Sopir dan Kernet Truk Sampah Kini Nyambi Jadi Kuli Sejak TPA Burangkeng Diblokir Warga Bekasi
Warga Desa Burangkeng melakukan penutupan TPA Burangkeng sejak Senin (4/3/2019) lantaran merasa kesal tidak ada perhatian Pemkab Bekasi
Editor: Choirul Arifin
Laporan Wartawan Wartakotalive.com, Muhammad Azzam
TRIBUNNEWS.COM, BEKASI - Penutupan Tempat Pembuangan Akhir (TPA) Burangkeng, Kabupaten Bekasi masih terus berlanjut, hingga hari kedua, Selasa (5/3/2019).
Warga Desa Burangkeng melakukan penutupan TPA Burangkeng sejak Senin (4/3/2019) lantaran merasa kesal tidak ada perhatian Pemkab Bekasi karena terdampak bau sampah.
Sehingga akibat penutupan itu membuat tidak ada aktivitas pembuangan sampah yang biasa menggunakan truk sampah ke TPA Burangkeng tersebut.
Para sopir truk sampah lebih memilih libur ketimbang mengambil resiko diamuk warga jika tetap memaksakan diri membuang sampah ke TPA tersebut.
Ahmad Nur Sidik (21) seorang sopir truk sampah di Kabupaten Bekasi terpaksa harus berdiam diri di rumah dikarenakan tidak bisa bekerja membawa truk untuk mengangkut sampah.
Truk sampah milik Pemerintah Kabupaten Bekasi menganggur tidak melakukan aktivitas pengangkutan sampah akibat penutupan TPA Burangkeng oleh warga setempat. (Warta Kota/Muhammad Azzam)
Sambil membersihkan kipas angin, ia mengungkapkan tidak berani bekerja dikarenakan menghormati keinginan dan permintaan warga atas tuntutan tersebut.
"Kan lawannnya sama masyarakat, kalau narik juga ya engga enak.
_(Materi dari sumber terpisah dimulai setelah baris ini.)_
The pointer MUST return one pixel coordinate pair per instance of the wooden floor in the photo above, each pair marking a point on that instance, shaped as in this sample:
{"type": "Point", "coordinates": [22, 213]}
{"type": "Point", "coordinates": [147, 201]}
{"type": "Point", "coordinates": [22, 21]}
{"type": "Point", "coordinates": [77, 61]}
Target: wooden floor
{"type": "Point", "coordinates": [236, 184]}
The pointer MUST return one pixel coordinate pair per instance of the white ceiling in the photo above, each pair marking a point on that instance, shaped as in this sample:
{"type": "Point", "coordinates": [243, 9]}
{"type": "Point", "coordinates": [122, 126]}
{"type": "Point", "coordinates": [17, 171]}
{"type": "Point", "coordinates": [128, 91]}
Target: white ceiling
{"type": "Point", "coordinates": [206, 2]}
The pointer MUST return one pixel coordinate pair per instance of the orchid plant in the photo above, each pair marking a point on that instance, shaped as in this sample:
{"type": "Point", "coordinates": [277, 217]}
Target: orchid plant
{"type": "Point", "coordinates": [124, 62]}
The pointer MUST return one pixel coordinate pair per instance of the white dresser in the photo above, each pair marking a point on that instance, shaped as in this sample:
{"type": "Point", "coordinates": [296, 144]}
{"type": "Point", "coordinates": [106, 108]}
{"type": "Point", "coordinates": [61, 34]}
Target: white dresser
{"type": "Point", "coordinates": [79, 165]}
Kita menghargai juga aspirasi dan pemintaan masyarakat itu. Semua truk sampah engga ada yang beroperasi pada libur," kata Sidik saat ditemui di rumahnya yang tak jauh dari TPA Burangkeng.
Sidik yang telah bekerja menjadi sopir truk sampah selama tiga tahun mengaku kejadian demo warga kali ini yang terbesar.
Ia berharap agar cepat ada penyelesaian antar warga dan Pemerintah Kabupaten Bekasi. "Ya semoga cepat selesai saja temukan solusi terbaiknya. Saya kan hitungan gajian per tiap kali jalan angkut sampah," ungkapnya.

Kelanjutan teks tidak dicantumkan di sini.